浜田康敬『百年後』(2009年)
浜田康敬は歌集『百年後』の巻頭にこの一首を置く。
この川の下流おおよそ十キロの鉄橋を夜ごと汽車通る音
「蛍の光」流れ終りて一斉に灯り消えたり洲本遊郭
台風が明日来る前の今日の晴れ稲刈る人ら多く出ている
大いなる目玉にわれは見入られてわれも見返すその牛の顔
この町に生れしわれが思い出の何も無ければまず観光す
深々と寒さはあれど深々と雪降ることの少なき釧路
一冊は3章から構成されており、Ⅰはこれまで過ごした土地を巡って制作した作品、Ⅱは現在の生活の拠点・宮崎での作品、ⅢはⅠに先立ち、「啄木来釧百年」(2008年)の折に訪れた生まれ故郷・釧路の作品となっている。一冊は浜田の歴史である。

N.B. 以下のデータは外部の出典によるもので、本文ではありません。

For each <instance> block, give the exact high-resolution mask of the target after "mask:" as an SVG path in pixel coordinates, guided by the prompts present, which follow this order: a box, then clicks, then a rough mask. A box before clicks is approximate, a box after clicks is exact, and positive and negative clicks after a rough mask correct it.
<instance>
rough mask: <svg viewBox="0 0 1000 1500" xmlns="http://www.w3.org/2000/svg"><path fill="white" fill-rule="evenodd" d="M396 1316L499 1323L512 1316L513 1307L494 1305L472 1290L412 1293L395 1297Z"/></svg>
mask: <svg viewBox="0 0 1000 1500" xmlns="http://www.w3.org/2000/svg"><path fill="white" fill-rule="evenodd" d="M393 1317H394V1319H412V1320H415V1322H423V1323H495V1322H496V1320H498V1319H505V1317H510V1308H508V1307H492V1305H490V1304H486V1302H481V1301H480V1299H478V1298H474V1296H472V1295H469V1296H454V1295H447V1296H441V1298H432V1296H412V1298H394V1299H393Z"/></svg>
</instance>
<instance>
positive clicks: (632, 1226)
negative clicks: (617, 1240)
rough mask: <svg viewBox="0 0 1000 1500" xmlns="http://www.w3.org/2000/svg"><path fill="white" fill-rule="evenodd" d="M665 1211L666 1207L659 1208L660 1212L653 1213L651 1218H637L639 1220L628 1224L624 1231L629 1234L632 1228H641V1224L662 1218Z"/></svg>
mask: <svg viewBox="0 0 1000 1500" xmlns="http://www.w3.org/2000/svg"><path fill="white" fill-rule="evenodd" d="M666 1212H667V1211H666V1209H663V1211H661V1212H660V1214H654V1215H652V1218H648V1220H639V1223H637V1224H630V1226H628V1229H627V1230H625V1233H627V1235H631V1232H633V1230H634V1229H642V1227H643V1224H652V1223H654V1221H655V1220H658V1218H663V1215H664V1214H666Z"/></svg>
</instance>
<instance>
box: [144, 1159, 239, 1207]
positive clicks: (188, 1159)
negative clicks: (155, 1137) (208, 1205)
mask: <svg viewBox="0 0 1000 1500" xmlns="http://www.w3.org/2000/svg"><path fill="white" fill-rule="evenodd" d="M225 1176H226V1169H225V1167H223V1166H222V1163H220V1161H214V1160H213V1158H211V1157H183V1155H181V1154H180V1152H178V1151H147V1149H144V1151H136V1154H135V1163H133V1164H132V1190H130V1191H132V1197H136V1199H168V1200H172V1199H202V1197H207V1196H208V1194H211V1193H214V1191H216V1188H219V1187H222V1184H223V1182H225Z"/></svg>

各章から2首ずつ引いた。Ⅰではその詩の輪郭を記述し、Ⅱではその詩の核を記述し、Ⅲでは来訪者としてまちを記述しているのだと思う。浜田が短歌をとても愛していることがわかる、そんな一冊でもある。
ラジオより天皇陛下の声聞こゆどうやら戦争がおわったらしい
戦争は誰にとっても、たいへんなもの/ことだったはずだ。だから、戦争が終わることは大きな安堵である。5・8・5・9・7というゆったりしたリズム。「どうやら戦争がおわったらしい」と、柔らかに、そしてすこし間が抜けたようなともいえる言い方で、それをいう。とくに四句の9音が効果的だ。浜田は、正しく生活者である。